En attendant, si le consortium sino-canadien a proposé beaucoup plus, il aurait de facto un coup d'avance sur ADP et Vinci. Une perspective qui en embarrasse plus d'un. "Que fera-t-on si l'offre est largement au dessus de celle d'ADP et de Vinci ?" s'interroge un protagoniste de ce dossier. L'Etat va-t-il se débrouiller pour favoriser les offres françaises comme certains le pensent ?

"On ne peut pas tordre les règles. Il y a une jurisprudence du Conseil d'Etat, c'est le prix qui compte", explique quant à lui un proche du dossier. Il y des règles, l'Etat ne peut pas faire n'importe quoi", poursuit-il.

"Il y a quelques années, Aéroports de Paris et Vinci étaient entrés au capital de l'aéroport de Pékin. Il serait aujourd'hui curieux que la France refuse ce que la Chine a accepté", fait valoir une source chinoise.

Vinci vise un doublement du trafic

Les projets industriels auront-ils leur importance ? "Si l'écart de prix est inférieur à 10% environ la pertinence des dossiers industriels peuvent jouer pour départager les candidats", assure-t-on à La Tribune. "Même si l'écart est supérieur, l'Etat devra apprécier la crédibilité des offres", veut croire un observateur.

Pas de surprise du côté d'Aéroports de Paris et de Vinci.
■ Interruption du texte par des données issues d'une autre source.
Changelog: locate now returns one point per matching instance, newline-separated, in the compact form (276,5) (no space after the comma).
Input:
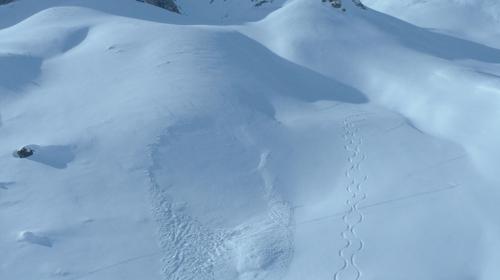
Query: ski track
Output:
(353,216)
(191,250)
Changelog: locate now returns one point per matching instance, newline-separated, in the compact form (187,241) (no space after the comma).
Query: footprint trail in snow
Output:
(353,216)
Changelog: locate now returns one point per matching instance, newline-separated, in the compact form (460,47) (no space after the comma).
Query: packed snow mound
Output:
(315,143)
(447,86)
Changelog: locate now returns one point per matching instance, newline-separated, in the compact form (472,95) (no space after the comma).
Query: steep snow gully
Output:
(246,140)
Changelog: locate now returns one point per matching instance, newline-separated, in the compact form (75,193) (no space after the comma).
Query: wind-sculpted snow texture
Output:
(255,140)
(353,216)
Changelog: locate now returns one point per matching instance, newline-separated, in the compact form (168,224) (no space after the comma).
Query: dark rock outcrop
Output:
(165,4)
(24,152)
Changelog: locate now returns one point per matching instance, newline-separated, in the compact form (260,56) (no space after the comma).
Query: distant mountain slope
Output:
(311,143)
(477,20)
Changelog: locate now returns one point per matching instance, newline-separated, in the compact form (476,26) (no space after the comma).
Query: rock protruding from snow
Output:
(338,3)
(166,4)
(24,152)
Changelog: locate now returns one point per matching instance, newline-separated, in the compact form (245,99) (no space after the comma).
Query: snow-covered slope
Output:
(477,20)
(312,144)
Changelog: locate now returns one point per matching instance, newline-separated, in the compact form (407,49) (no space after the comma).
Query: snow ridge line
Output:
(353,216)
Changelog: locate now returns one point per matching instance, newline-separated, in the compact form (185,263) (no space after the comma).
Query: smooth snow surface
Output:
(310,143)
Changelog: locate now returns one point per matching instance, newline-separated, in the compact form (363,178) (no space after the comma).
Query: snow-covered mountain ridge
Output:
(308,143)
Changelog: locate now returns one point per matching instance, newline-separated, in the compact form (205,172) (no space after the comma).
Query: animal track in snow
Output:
(353,216)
Leur solidité financière est connue de tous. Tous deux, ont démontré leur savoir faire dans la gestion et la valorisation des actifs aéroportuaires. Leur expérience dans le développement des commerces et les possibilités de faire des synergies avec les aéroports qu'ils détiennent sont des atouts. Vinci par exemple parvient à générer dans les aéroports portugais, rachetés l'an dernier, un trafic supérieur aux prévisions. Selon nos informations, il viserait à Toulouse, un doublement du trafic sur la durée restante de la concession, soit 15 millions à l'horizon 2030.
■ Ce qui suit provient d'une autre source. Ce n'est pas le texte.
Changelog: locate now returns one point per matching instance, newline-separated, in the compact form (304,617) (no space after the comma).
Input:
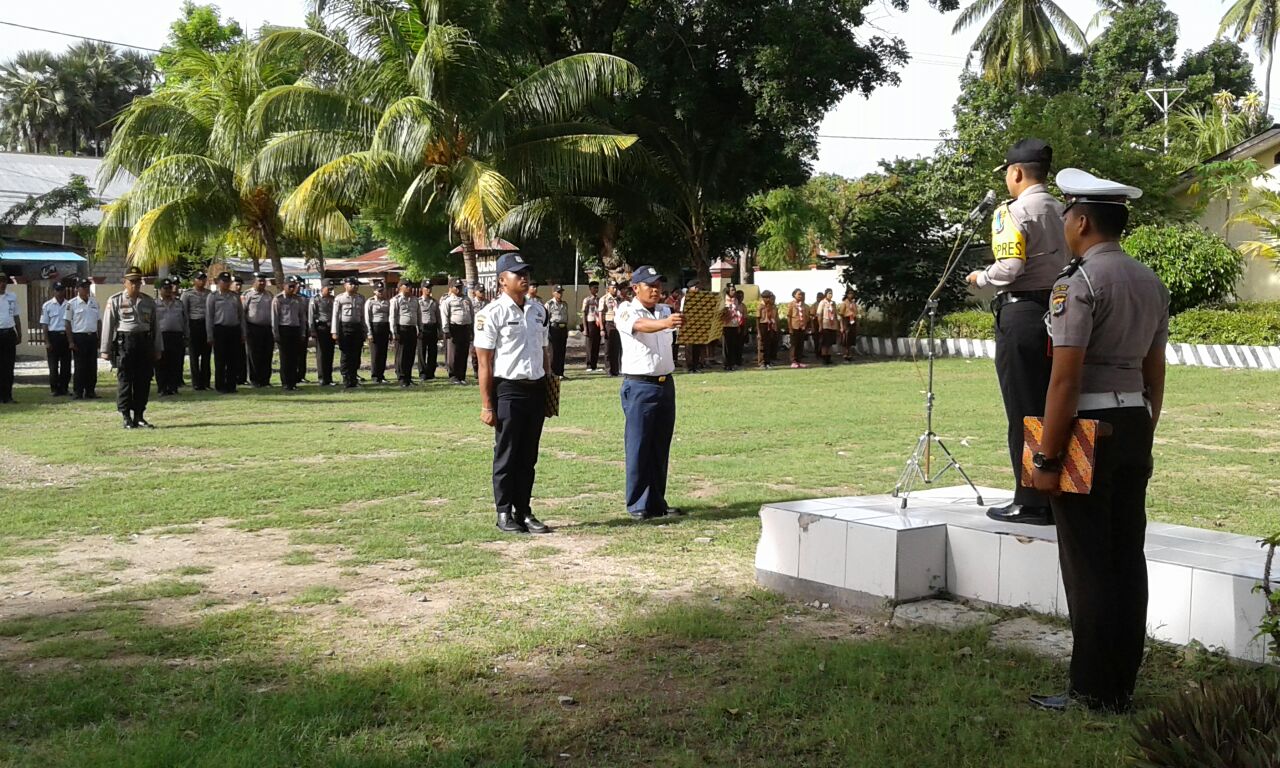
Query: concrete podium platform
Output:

En face, "SNC Lavalin ne gère que des petits aéroports", note un observateur hostile à l'offre du groupe canadien avec les Chinois. Au-delà, c'est le projet de développement du consortium sino-canadien qui interpelle. Ce dernier le fait reposer sur l'ouverture de vols par des compagnies chinoises entre la Chine (et en particulier Shenzen) et Toulouse pour faire de la Ville Rose un point d'entrée en Europe pour une clientèle "touristique chinoise de qualité et de les faire transiter ensuite vers d'autres villes en France et en Europe", explique un connaisseur de l'offre sino-canadienne.
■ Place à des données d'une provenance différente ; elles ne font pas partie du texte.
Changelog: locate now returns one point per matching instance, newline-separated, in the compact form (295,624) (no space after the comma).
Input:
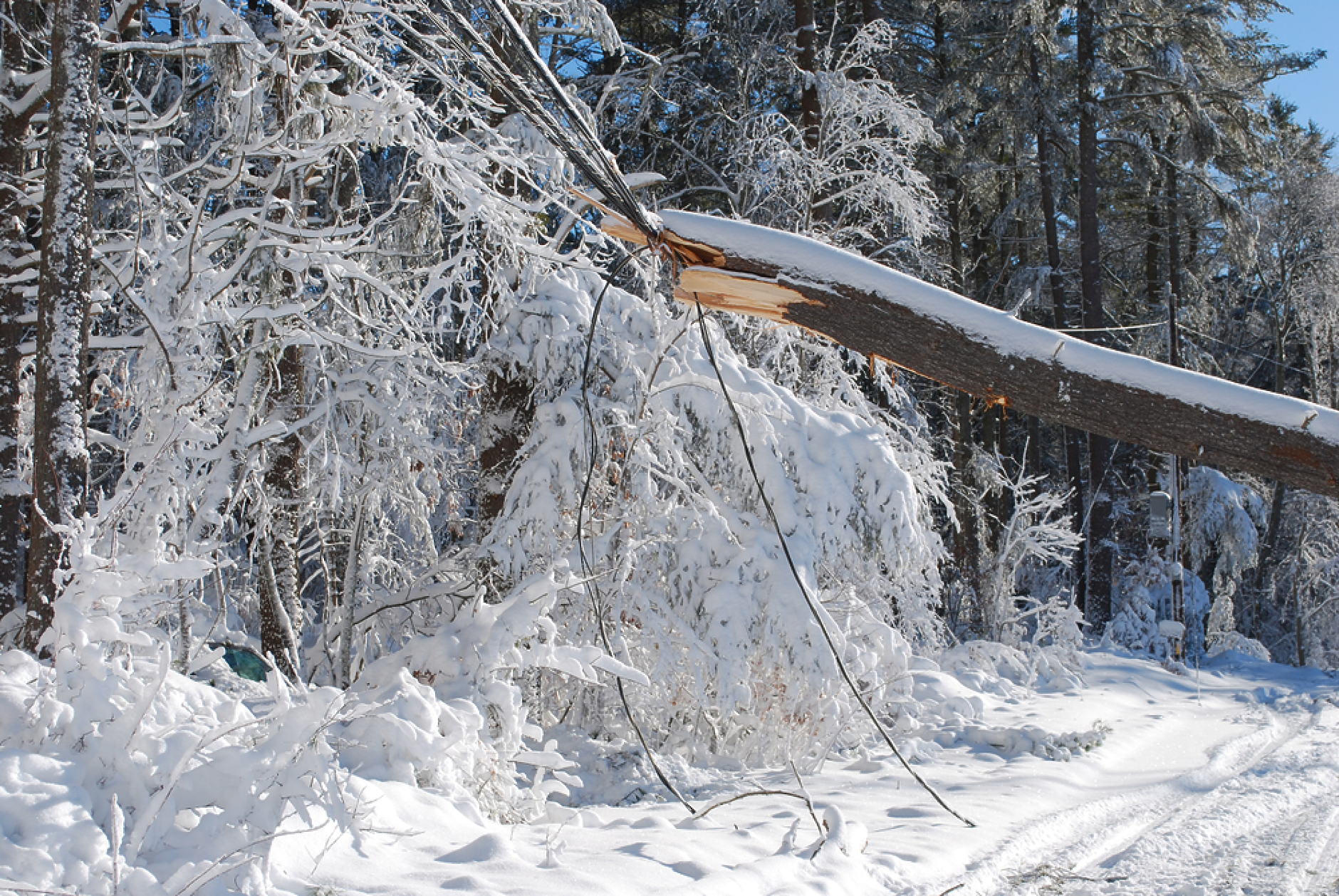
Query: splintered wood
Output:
(738,267)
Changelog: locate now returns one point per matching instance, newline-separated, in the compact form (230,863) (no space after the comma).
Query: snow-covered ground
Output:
(1226,781)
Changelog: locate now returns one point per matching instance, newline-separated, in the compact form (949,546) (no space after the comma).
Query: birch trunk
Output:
(14,246)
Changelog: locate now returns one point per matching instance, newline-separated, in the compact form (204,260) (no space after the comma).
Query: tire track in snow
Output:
(1088,833)
(1272,828)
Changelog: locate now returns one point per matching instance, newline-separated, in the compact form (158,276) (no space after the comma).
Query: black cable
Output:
(800,582)
(592,590)
(576,138)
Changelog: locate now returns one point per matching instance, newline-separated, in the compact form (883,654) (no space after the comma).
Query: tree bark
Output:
(877,311)
(806,39)
(59,445)
(1098,607)
(1061,315)
(280,598)
(15,244)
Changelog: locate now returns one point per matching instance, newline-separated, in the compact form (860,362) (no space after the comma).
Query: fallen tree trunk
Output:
(876,311)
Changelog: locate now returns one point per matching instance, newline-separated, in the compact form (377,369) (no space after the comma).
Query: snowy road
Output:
(1228,786)
(1261,817)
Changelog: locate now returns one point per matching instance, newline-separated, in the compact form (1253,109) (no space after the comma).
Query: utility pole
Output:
(1177,468)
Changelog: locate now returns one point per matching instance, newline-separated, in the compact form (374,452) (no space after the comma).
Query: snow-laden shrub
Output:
(684,566)
(1221,632)
(174,786)
(1145,599)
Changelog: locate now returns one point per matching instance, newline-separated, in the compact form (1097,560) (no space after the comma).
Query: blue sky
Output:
(1314,24)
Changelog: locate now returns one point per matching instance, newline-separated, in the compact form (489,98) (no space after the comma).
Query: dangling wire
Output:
(592,588)
(800,582)
(509,63)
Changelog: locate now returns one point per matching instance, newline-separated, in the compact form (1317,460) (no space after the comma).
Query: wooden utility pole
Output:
(876,311)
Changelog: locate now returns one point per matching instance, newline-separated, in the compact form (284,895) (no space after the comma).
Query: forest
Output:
(318,348)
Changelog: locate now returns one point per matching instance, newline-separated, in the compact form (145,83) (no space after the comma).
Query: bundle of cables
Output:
(506,61)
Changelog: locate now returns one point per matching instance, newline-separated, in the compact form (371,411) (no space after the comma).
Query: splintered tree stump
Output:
(744,269)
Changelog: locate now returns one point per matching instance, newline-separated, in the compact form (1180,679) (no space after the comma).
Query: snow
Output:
(1224,781)
(805,260)
(1129,778)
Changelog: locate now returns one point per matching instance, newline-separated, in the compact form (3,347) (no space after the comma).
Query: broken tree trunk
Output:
(873,310)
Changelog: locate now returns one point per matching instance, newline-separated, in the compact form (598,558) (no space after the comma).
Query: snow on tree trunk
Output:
(59,449)
(280,602)
(955,340)
(14,304)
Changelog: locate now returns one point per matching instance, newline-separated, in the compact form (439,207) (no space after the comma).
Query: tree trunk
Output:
(14,246)
(1061,315)
(806,41)
(1098,607)
(59,445)
(280,598)
(877,311)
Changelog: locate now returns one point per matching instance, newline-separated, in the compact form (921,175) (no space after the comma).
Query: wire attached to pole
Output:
(800,582)
(592,590)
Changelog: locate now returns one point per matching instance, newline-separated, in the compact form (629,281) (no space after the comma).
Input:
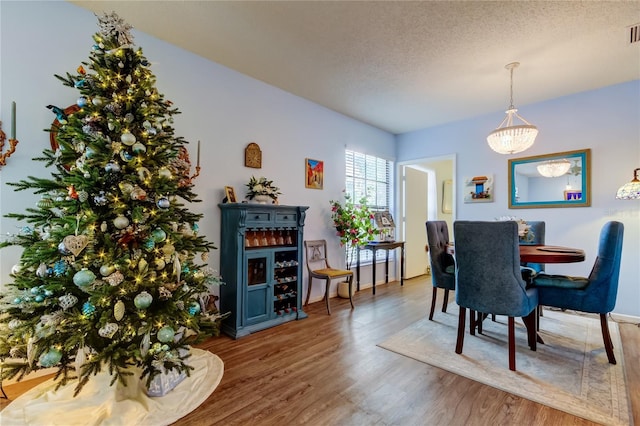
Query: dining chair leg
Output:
(351,291)
(461,324)
(606,336)
(472,322)
(512,344)
(532,330)
(433,302)
(445,302)
(326,295)
(308,290)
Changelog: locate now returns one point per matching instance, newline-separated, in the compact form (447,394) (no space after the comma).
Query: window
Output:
(370,176)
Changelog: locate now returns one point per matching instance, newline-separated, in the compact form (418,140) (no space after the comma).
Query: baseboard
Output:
(625,318)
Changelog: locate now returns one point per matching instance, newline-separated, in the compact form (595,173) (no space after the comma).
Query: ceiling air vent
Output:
(634,33)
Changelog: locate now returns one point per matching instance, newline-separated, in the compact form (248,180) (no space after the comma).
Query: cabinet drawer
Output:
(258,217)
(286,218)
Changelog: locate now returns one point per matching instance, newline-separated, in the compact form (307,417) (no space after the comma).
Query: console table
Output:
(381,245)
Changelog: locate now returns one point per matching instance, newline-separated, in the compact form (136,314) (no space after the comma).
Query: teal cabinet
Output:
(261,266)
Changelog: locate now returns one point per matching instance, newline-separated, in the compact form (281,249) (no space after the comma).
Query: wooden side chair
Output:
(318,266)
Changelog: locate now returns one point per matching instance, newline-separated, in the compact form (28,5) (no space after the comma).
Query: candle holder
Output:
(12,147)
Les Chinois veulent développer des lignes entre la Chine et Toulouse

Une offre qui permettrait selon lui de susciter un développement des lignes de la part d'autres compagnies, "faisant de Toulouse une sorte de hub". "Toulouse n'a pas le potentiel d'un hub, ne serait-ce que par sa situation géographique excentrée en Europe" explique un expert.

Un tel projet comporte par ailleurs son lot d'incertitudes puisqu'il suppose que le consortium parvienne à convaincre les compagnies chinoises de desservir Toulouse. Ce qui est loin d'être évident. D'autant plus que deux des plus grosses compagnies chinoises China Eastern, et China Southern sont partenaires d'Air France sur les vols entre la Chine et Paris. Et disposent déjà à Roissy d'une offre de vols en correspondances très étoffée. Par ailleurs, pour une desserte de Toulouse, les compagnies chinoises devront obtenir des droits de trafic (autorisations de vols) entre la France et la Chine.

Les trois projets vont être présentés aux collectivités locales qui donneront un avis. L'agence de participations de l'Etat (APE) devrait trancher d'ici à 15 jours. L'opérateur retenu rachètera 49,99% du capital de l'aéroport détenu à 60% par l'Etat, avec une option de vente pour les 10,01% restants. Aujourd'hui les autres actionnaires de l'aéroport toulousain sont la Chambre de commerce et d'industrie de Toulouse (25%), la Région Midi-Pyrénées (5%), le Département de Haute-Garonne (5 %) et Toulouse Métropole (5 %).